Though an uncomfortable experience, I knew what I was getting into. Yves Tumor’s music has always questioned and pushed the limits of noise, melody and rhythm. Their most recent release, The Asymptotical World EP co-produced with Greatti, is an excellent follow-up to last year’s Heaven to a Tortured Mind. Both those works’ tracks benefit from Tumor’s inventive use of sound and beautifully destructive lyricism (“Carry me away into your spirit / I can’t live my own troubles / I’ve got nothing left to fear but the wilderness”). The EP’s singles, “Jackie” and “Crushed Velvet,” are perhaps Tumor’s most approachable songs yet, though both retain the metamorphic quality that has kept both fans and critics unable to define the music’s genre, direction, or even the singer’s desires.

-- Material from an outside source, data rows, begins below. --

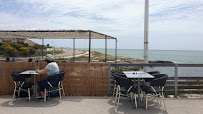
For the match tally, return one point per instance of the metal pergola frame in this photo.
(59, 34)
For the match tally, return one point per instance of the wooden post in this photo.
(176, 81)
(105, 48)
(89, 46)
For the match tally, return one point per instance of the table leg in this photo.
(138, 89)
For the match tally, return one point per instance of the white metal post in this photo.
(146, 23)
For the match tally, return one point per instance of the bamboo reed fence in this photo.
(81, 79)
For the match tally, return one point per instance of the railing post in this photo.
(176, 80)
(109, 80)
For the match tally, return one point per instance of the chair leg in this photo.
(135, 101)
(115, 100)
(146, 101)
(63, 90)
(29, 93)
(14, 93)
(119, 95)
(114, 89)
(60, 93)
(163, 101)
(45, 95)
(18, 92)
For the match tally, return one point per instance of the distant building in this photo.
(29, 42)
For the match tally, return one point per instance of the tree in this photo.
(24, 51)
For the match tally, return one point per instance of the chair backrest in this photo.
(159, 81)
(17, 77)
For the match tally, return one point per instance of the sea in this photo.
(176, 56)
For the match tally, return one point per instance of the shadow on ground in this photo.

This ambiguous tendency has worked in the artist’s favor. At the front of the crowd, I came within kissing distance of both Tumor and Greatti multiple times. Unlike Greatti, who seemed to thrive off the ebbing and flowing of the guitar throwing us into a frenzy of excitement and desire, I was constantly questioning what exactly Tumor wanted from me. At times, they leaned forward and interlocked fingers with the hands extending out of the mosh pit. I was able to make out the hard outlines of their bejeweled glove, custom made by New York designer CJ Aslan, milliseconds before they pulled away. The sight of them right above me referenced the cover of 2018’s Safe in the Hands of Love, whose visual significance had admittedly escaped me until that moment. As if parodying a moment of holy rapture, they pulled away as I fell back into the crowd. This contradiction was most apparent during the performance of “Secrecy Is Incredibly Important to the Both of Them” from Asymptotical World. Bringing the crowd in close, Tumor begged to talk, to look each other in the eye, but then spurned us, asking bitterly, “How can I miss you if you won’t go away?”

Yves Tumor’s music and performance are characterized by tension. The music turns in on itself, rearranges and becomes something entirely new. Its relationship with genre and melody are two of the most pronounced venues of interaction. Songs such as “…And Loyalty is a Nuisance Child” and “Noid” embrace noise as a way to destabilize experience; the drone of feedback resembled the guttural screams from the audience (some of which came from my own mouth). And just as the band appeared, they vanished into the cloud of smoke, leaving those of us in the crowd wondering how much of our experience was real, and how much was imagined.